Yargıtay: Belirsiz Alacak Davası Hukuki Yarar Yokluğundan Reddedilemez

Gerek iş hukukunda, gerekse özel hukukun diğer dallarında sözleşmeden kaynaklı birçok uyuşmazlık nedeniyle belirsiz alacak davası sıkça kullanılan bir yoldur. Dava öncesinde alacağın tam ve kesin olarak belirlenememesi durumunda HMK m. 107’de düzenlenen şartların sağlanması kaydıyla belirsiz alacak davası açılabilecektir. Ancak belirsiz alacak davalarında yaygın olarak rastlanan ve oldukça tartışmalı bir konu, alacağın belirsiz olmadığından sebeple hukuki yarar yokluğundan davaların reddidir. Bu tür davalarda alacağın belirli olup olmadığının değerlendirilmesinin başlı başına muallak bir konu olduğu gözetildiğinde davanın reddi sonucuna gidilmesinin ağır sonuçları olmaktadır. Bu yönde verilen red kararları, ikinci bir dava açılmasını gerektirmekte, zamanaşımı gibi konularda tartışma yaratarak ciddi hak kayıplarına yol açabilmektedir. Yargının konuya yeni bir yaklaşım getirmesi ve yaşanan sorunları gidermesi önem arz etmektedir. Tam da bu hususta Anayasa Mahkemesi yeni bir kararla farklı bir yaklaşım getirmiştir. Bu yaklaşım, belirsiz alacak davası Yargıtay Hukuk Genel Kurulu kararında da benimsenmiştir ve yaşanan sorunların giderilmesi yolunda önemli bir adım olmuştur.
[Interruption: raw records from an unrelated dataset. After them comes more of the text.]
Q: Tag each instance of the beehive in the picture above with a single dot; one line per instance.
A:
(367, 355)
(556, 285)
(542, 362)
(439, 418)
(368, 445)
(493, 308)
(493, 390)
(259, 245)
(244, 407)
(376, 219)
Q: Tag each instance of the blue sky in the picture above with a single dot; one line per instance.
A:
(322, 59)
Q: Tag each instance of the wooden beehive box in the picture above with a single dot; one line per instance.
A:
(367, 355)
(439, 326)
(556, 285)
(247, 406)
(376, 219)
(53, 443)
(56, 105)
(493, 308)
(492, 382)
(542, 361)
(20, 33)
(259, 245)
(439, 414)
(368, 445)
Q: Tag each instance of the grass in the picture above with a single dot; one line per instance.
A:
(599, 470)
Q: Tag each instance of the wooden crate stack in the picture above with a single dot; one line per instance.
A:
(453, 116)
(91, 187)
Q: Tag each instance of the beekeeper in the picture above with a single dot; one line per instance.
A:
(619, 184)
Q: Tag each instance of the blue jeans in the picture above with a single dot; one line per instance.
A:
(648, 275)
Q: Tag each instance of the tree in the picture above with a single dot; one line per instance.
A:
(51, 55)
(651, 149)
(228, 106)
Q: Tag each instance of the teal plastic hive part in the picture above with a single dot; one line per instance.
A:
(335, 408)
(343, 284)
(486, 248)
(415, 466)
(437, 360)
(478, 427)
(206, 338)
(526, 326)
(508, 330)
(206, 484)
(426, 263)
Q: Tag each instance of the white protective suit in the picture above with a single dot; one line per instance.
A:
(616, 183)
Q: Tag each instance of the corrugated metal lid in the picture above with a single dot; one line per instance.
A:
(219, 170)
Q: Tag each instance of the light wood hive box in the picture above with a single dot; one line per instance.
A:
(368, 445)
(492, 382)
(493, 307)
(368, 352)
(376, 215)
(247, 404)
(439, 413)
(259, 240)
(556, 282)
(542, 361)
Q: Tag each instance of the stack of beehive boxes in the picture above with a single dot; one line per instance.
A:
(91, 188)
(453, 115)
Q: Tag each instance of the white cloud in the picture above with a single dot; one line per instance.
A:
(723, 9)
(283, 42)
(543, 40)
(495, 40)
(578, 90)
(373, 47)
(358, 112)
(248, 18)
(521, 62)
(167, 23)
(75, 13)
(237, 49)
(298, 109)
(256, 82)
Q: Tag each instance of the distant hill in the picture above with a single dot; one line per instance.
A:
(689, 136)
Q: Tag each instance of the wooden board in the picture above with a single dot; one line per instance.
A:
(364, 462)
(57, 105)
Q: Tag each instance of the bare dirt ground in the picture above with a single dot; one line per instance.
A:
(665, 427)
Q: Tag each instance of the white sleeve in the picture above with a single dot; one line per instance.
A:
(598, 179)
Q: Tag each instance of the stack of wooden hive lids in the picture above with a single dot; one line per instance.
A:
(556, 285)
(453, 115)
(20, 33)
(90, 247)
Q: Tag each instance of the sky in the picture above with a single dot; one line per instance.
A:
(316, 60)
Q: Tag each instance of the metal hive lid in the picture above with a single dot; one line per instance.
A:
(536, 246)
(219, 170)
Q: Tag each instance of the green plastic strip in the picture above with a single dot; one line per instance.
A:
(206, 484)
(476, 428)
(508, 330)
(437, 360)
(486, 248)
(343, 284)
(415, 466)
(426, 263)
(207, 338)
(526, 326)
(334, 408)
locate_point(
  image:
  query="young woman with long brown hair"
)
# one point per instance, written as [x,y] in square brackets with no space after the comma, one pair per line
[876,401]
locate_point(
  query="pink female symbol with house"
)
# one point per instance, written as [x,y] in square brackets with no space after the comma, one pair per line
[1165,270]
Belirsiz Alacak Davası Hukuki Yarar Yokluğu Konulu Anayasa Mahkemesi Kararının İncelenmesi

Anayasa Mahkemesi belirsiz alacak davasının hukuki yarar yokluğundan reddinin Anayasa’da düzenlenen mahkemeye erişim hakkı açısından ciddi sonuçları olduğunu 2022 yılı tarihli kararı ile ortaya koymuştur. Anayasa Mahkemesi, 2019/12190 Başvuru Numaralı ve 22.2.2022 Karar tarihli ekli bireysel başvuru kararında belirsiz alacak davasının dava şartı yokluğundan reddinin Anayasa’nın 36. maddesinde güvenceye alınan mahkemeye erişim hakkının ihlali olduğuna karar vermiştir (Paragraf 42).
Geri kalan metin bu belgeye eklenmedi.